Additionally, Luigi has a web-based central scheduler that you use to view and manage the progress of your workflows.

Assignment 4.3

Now that you have processed the emails and extracted the text payload, you are going to further process them with a simple MapReduce program. We will start by performing a simple word count on text data; the hello world of MapReduce.

The Spark Examples page has a simple example of a word count in Python. We will walk through this example together and then you will implement your version of MapReduce in Python.

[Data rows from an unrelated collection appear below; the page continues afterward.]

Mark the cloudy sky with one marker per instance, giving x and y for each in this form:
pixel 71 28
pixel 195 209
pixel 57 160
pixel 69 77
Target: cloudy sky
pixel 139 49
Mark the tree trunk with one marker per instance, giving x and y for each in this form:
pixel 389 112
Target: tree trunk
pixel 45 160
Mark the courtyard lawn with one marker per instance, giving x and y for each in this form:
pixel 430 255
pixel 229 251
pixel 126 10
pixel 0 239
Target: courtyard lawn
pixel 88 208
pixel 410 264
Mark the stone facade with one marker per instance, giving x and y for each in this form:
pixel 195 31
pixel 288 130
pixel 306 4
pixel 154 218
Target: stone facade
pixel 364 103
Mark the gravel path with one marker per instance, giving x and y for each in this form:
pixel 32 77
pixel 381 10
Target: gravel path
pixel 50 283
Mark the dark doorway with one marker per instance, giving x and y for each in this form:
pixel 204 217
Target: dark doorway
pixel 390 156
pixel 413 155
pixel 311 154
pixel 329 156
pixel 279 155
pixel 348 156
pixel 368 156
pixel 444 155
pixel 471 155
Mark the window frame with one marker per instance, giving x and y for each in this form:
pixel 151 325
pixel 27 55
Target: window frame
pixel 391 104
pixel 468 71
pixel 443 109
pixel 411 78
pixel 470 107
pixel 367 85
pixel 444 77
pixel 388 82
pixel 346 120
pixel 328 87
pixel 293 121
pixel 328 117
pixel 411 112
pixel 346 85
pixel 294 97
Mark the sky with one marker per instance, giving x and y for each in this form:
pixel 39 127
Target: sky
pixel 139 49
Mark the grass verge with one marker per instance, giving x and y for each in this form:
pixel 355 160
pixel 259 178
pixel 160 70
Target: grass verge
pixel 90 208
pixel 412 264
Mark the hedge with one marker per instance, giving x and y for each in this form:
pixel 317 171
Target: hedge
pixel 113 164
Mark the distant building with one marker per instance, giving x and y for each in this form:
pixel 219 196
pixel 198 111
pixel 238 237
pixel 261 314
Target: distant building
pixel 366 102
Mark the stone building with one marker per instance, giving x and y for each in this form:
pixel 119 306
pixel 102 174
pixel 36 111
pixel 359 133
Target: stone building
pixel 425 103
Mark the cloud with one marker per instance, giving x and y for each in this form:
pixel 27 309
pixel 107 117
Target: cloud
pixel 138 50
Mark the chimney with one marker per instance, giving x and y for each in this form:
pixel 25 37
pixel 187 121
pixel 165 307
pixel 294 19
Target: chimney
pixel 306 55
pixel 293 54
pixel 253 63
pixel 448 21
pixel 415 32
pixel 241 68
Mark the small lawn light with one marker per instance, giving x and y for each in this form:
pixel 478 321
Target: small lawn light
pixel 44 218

text_file = sc.textFile("hdfs://...")
counts = text_file.flatMap(lambda line: line.split(" ")) \
             .map(lambda word: (word, 1)) \
             .reduceByKey(lambda a, b: a + b)
counts.saveAsTextFile("hdfs://...")

While the example may look complicated, the entire program consists of applying three functions to a text file. After the program loads the text file and assigns it to the text_file variable, it applies a function to each line in the text file. And outputs a list of words. The program uses the flatMap because it produces multiple outputs for every input parameter (i.e., multiple words for every line). The map function then takes each of those words and outputs a key-value pair for each word. If we had the sentence The quick brown fox jumps over the lazy dog, the map function would output the following key-value pairs.

def split_to_words(line):
  for word in line.split(" ")
    yield (word, 1)

split_to_words('The quick brown fox jumps over the lazy dog')

(The, 1)
(quick, 1)
(brown, 1)
(fox, 1)
(jumps, 1)
(over, 1)
(the, 1)
(lazy, 1)
(dog, 1)

These steps are part of the map stage of the MapReduce programming paradigm. Map functions scale extremely well to large datasets as they can be run in parallel without any coordination. Each mapper takes a different chunk of the data and outputs a series of key-value pairs.

By contrast, the reduce step requires sorting the key-value pairs and combine the values with common keys. To illustrate, suppose we have two mappers with the following output from the first mapper.

(the, 1)
(data, 1)
(the, 1)
(data, 1)
(jump, 1)
(data, 1)

Then suppose the second mapper has this output.

(the, 1)
(hide, 1)
(data, 1)
(the, 1)
(data, 1)

The reduce phase sorts each of the mapper outputs by their keys and combines. Thus, the reducer would act on the outputs as follow.

reducer(
 (the, 1), (the, 1), (the, 1), (the, 1)
) -> (the, 4)
reducer(
    (data, 1), (data, 1), (data, 1), (data, 1), (data, 1)
) -> (data, 5)
reducer((jump, 1)) -> (jump, 1)
reducer((hide, 1)) -> (hide, 1)

After combining all the results of all the mappers with the reducers, we then have a count for each of the words.

Implement a mapper as a Luigi task that outputs the words and counts for each of the mailboxes. Then implement a reducer that aggregates all of those counts into a combined count. The dsc650/assignments/assignment04/results/ should look like as follows.

results
├── count.txt
└── words
    ├── davis-d.txt
    ├── gay-r.txt
    ├── may-l.txt
    . 
    . 
    .
    └── zipper-a.txt

These tasks should be a part of the previous workflow you created.

Submission Instructions

For this assignment, you will submit a zip archive containing the contents of the dsc650/assignments/assignment04/ directory. Use the naming convention of assignment04_LastnameFirstname.zip for the zip archive. You can create this archive in Bash (or a similar Unix shell) using the following commands.

cd dsc650/assignments
zip -r assignment04_DoeJane.zip assignment04

Likewise, you can create a zip archive using Windows PowerShell with the following command.

Compress-Archive -Path assignment04 -DestinationPath 'assignment04_DoeJane.zip

Discussion

For this discussion, describe a batch workflow use case that you would run on a daily, weekly, or monthly basis. What are the inputs and the outputs? Use the DSC 650 Slack channel for discussion and replies. For grading purposes, copy and paste your initial post and at least two replies to the Blackboard discussion board.